The other was that I’d seen the pimply man again, the one who wanted to clear Mama and Papa out. He was marching up and down the pathway alongside the circus, sticking out his arm and shouting German words to anyone who looked at him. There was no policeman to get rid of him this time. But Signor Corrado said not to worry, he was just a nuisance, like a wasp. In the end he went off somewhere with his gang.
I pulled my shorts on and ran downstairs. Someone had let Signor Corrado into the hall and he was just starting up the stairs. He grabbed my hands and held them.
“Jonas, please, please will you come and help us?” he said. “Tommaso asked for you to come. He has to go back to hospital but he won’t go unless you come too. He’s sore in his head and he’s very weak. Please go and ask your parents. But hurry.”
He looked really pale, and Signor Corrado
never
looked pale. He followed me back upstairs. Mama had a pot of water on the stove for the awful coffee but he shook his head. He told Mama and Papa about Tommaso.

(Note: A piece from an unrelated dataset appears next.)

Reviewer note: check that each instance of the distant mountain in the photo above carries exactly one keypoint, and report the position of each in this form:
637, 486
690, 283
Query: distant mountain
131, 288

“It’s his mastoid again,” he said. “He was in terrible pain last night. Now the pain is gone and he’s just weak but he wants Jonas. He says he won’t go to the hospital without him.”
“But surely the hospital won’t let Jonas in, Signor,” Mama said. I knew from the way she spoke that she didn’t want me going to the Corrados’ again so soon.
It was Papa who said I should go. “He doesn’t have to go to the hospital at all, my dear,” he said to Mama. “He only has to coax Tommaso to go. If anyone can coax a body to do something our Jonas can.”
Papa
said that about
me
. I could hardly believe it.
“Take my bike,” he said to Signor Corrado. “Keep it. I can’t use it since we’ve had to wear these things.” He meant the yellow stars.
Mama told me to put a clean shirt on and to wash my face and hands. They both came downstairs with us. Mama wasn’t a bit pleased but she hugged me like a bear, really tight. They shook hands with Signor Corrado and then we were up on the bike, me on the crossbar.
I could see the stupid Kamynski girls at the window, laughing and pointing, but I ignored them. What did they know about anything? They never even went out. I looked up but Nadia wasn’t at our window. She was still in bed. She hadn’t heard Mama come in. She was probably dreaming about Puss in Boots or d’Artagnan.
Signor Corrado pushed the pedals down and we began to wobble off. Then Mama suddenly gave a little cry. “Wait! Please! Just one minute!”
She ran back into the house. Poor Signor Corrado looked desperate but Mama took no time at all. She had a little flat card in her hand. “Take this,” she said to me. “I meant to give you this before now. If anything goes wrong this dear man will help you.”
I put the card in my pocket. I didn’t even look at it. Then we started out again. And Signor Corrado rode like he had a yellow jersey on, not at all like poor Papa who had to stop all the time just to get his breath back.
Tommaso was in his bunk-bed inside the van. He had a wet bandage wound round his head and for some reason a black patch over one eye. He looked exactly like Filochard from my
Pieds nickelés
comics but of course I didn’t say that.
La Giaconda was holding his hands but she got up to kiss me. Then she made me stand where Tommaso could see me with his one eye, without having to move his head. She said that hurt him.
“Bambino, here’s our dear Jonas come to see you,” she said. “Now, you listen to him and do what he says. He’s a clever boy.”
Do what
I
said! That would never happen in our family. We just did what we were told. But I did my best. I told Tommaso that the hospital would fix him up just like they’d done with Nadia.
“They’ll have nice food, maybe even ice cream. They want everyone to get better quickly.”
I could see by the look he gave me he thought this was just a big lie. It’s funny that even one eye can let you know that much. So I tried harder. I promised him all my comics, but he didn’t even blink. I tried to think of everything Tommaso liked. Then I remembered the best thing. I went right over to the bed so he couldn’t miss what I said.